From Vintage Volkswagens to Antique Bentleys, Insuring Your Prized-Ride
As a classic car owner you know that taking care of your car-baby requires TLC – but did you also know that your four-wheeled friend needs special insurance coverage?
There is no uniform definition of a “classic” car; the terms antique, vintage and classic are often used interchangeably. The Rhode Island Department of Motor Vehicles specifies just one designation—“antique,” which defines any motor vehicle more than twenty-five years old. Hotrods, exotic and luxury autos, muscle cars and classic trucks may also be designated as “classics.” Other unique vehicles may also qualify for special coverage including vintage military, classic motorcycles and antique tractors.

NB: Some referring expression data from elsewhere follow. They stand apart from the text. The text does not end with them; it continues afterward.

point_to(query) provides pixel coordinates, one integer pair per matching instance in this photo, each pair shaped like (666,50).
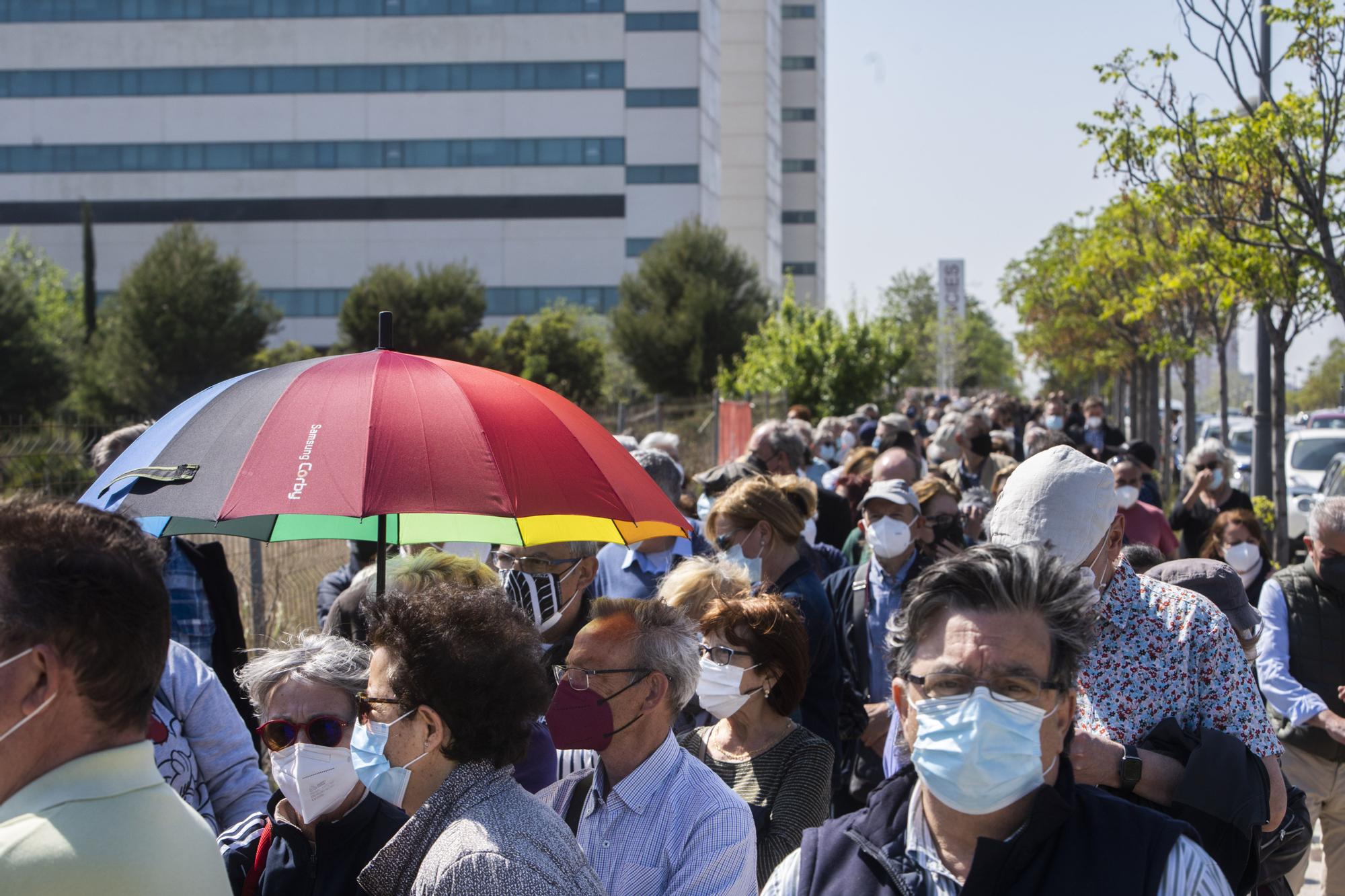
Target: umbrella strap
(182,473)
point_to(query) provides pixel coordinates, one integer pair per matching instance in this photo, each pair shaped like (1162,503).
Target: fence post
(259,592)
(715,399)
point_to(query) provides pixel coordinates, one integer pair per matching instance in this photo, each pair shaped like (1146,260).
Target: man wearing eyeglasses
(984,658)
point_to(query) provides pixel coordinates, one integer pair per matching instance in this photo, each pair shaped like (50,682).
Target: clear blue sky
(952,132)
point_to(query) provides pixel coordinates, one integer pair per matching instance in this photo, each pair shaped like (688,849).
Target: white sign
(953,307)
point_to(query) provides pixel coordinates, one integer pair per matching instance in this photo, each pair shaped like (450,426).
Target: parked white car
(1308,454)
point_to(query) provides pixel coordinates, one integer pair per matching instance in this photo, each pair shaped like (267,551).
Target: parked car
(1311,466)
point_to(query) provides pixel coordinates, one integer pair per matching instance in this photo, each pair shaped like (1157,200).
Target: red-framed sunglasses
(323,731)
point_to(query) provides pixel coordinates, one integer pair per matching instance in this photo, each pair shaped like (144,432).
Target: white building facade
(544,142)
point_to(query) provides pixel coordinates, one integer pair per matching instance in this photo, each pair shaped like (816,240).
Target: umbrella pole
(381,569)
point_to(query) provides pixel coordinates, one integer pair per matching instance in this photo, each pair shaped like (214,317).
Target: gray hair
(781,438)
(665,641)
(1208,447)
(1008,580)
(657,440)
(662,470)
(1330,516)
(309,657)
(111,446)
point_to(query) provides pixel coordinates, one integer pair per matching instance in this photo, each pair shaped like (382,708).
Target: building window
(662,174)
(662,22)
(153,10)
(665,97)
(165,83)
(344,154)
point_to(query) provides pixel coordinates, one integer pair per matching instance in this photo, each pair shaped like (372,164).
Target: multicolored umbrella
(440,451)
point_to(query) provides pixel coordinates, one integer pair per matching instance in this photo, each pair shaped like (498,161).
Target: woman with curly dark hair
(454,688)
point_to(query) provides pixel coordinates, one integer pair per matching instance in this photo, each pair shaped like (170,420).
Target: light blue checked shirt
(670,827)
(193,626)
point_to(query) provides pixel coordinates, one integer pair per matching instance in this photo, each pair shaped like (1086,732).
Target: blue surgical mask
(977,754)
(751,564)
(372,766)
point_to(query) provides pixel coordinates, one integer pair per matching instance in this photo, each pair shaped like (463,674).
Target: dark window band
(352,209)
(272,80)
(153,10)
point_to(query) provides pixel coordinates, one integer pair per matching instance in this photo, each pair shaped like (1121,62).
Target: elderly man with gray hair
(638,569)
(650,818)
(322,826)
(984,658)
(1160,651)
(1303,673)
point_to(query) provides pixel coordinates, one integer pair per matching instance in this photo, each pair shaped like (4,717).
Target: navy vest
(1077,840)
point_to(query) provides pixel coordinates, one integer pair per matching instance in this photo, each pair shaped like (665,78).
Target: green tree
(34,376)
(182,321)
(1323,388)
(689,310)
(984,357)
(560,349)
(816,358)
(436,310)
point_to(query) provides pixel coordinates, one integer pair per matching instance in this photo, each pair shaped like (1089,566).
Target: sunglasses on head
(323,731)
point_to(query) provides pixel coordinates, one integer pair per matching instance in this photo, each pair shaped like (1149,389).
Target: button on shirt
(669,827)
(1168,651)
(886,599)
(1282,690)
(193,626)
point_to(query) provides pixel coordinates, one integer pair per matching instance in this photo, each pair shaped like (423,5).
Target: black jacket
(228,651)
(1077,840)
(293,866)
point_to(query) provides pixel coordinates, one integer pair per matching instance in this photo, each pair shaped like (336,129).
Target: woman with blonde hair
(757,525)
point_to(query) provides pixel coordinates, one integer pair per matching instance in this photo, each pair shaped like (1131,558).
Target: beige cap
(1058,498)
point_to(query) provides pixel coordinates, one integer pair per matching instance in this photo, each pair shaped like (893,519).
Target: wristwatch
(1132,768)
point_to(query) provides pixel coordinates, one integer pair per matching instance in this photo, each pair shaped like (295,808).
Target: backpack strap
(576,807)
(259,861)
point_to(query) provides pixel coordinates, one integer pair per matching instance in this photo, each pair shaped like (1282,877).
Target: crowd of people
(962,646)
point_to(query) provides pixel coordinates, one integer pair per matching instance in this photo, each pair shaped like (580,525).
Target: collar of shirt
(658,563)
(99,775)
(1124,598)
(642,786)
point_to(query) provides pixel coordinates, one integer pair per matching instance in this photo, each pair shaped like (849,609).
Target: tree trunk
(1278,439)
(1222,354)
(1188,397)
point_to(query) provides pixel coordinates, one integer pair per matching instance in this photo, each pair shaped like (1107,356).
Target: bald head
(896,463)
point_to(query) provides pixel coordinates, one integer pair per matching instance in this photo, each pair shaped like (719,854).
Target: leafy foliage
(436,310)
(689,310)
(820,360)
(184,319)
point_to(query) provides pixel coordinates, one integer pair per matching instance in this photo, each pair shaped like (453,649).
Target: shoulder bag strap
(576,809)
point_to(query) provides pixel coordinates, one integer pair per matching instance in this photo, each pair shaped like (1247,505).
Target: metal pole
(1261,420)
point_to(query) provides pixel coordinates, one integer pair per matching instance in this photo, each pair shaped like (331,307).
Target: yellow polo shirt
(108,825)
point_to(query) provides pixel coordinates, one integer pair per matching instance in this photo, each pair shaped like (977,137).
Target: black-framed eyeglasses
(1011,689)
(722,655)
(531,565)
(365,704)
(578,677)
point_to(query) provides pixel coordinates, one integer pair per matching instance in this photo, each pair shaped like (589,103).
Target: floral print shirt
(1161,651)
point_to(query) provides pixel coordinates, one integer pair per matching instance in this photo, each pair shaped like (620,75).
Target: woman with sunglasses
(1210,471)
(322,826)
(754,670)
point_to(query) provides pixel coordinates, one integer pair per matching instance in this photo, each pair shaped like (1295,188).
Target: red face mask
(583,719)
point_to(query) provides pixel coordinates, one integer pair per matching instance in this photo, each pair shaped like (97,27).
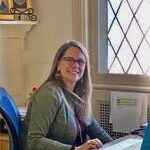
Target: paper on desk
(124,145)
(128,110)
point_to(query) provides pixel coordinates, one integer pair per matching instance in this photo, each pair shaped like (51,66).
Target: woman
(59,112)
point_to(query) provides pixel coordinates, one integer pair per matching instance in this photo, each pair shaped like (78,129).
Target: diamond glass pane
(115,40)
(111,16)
(125,54)
(129,36)
(143,16)
(135,69)
(124,17)
(111,56)
(115,4)
(116,68)
(143,56)
(134,4)
(134,35)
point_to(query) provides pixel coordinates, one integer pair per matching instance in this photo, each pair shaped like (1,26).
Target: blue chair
(11,115)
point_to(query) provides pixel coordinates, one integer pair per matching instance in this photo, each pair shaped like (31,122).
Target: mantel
(15,30)
(12,29)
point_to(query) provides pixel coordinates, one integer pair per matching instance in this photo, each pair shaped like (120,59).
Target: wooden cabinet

There are more factors to consider when selecting a policy for your classic than when insuring your family car. First, if your car’s value exceeds its’ original selling price, it may be considered “collectible.” If this is the case, you’ll want a policy designed specifically for collectables. Second, and this is good news, even though your classic may have a higher replacement value than your every day car the premium may be less for two reasons:
- Antique and collectable cars tend to spend more time in storage than on the road. Underwriters may stipulate that your classic is not be used for commuting and will verify that you also own a primary car for everyday use. Some policies may include mileage limitations and require your vehicle to be securely garaged. If you will only drive your classic to club events, parades or other special occasions your rate may be further reduced based on limited specific usage.
- Your “daily driver” vehicle is insured with the premise that it is depreciating in value as it ages. Conversely, your classic may appreciate in value—especially if you are restoring it. In this case, you will want to periodically adjust your coverage to keep pace with the vehicle’s value as it increases.
And as with all auto insurance, your driving record is a key rate-determining factor.
When considering policy options, the value of your vehicle must first be agreed upon with your insurer. The Rhode Island DMV uses the Cars of Particular Interest (or CPI) guide to assign value for excise tax purposes— this guide can provide a fair starting point. Once determined, the value will be specified in your policy and your car will be covered up to that amount without depreciation.
Look for a policy that gives you flexibility to have any insured repair to your car-baby performed at a restoration shop and/or by a specialist, even if the service rates are higher than at a traditional repair shop. In addition to standard provisions for property damage and bodily injury liability, antique automobile policies generally offer coverage for towing and spare parts to replace vehicle components.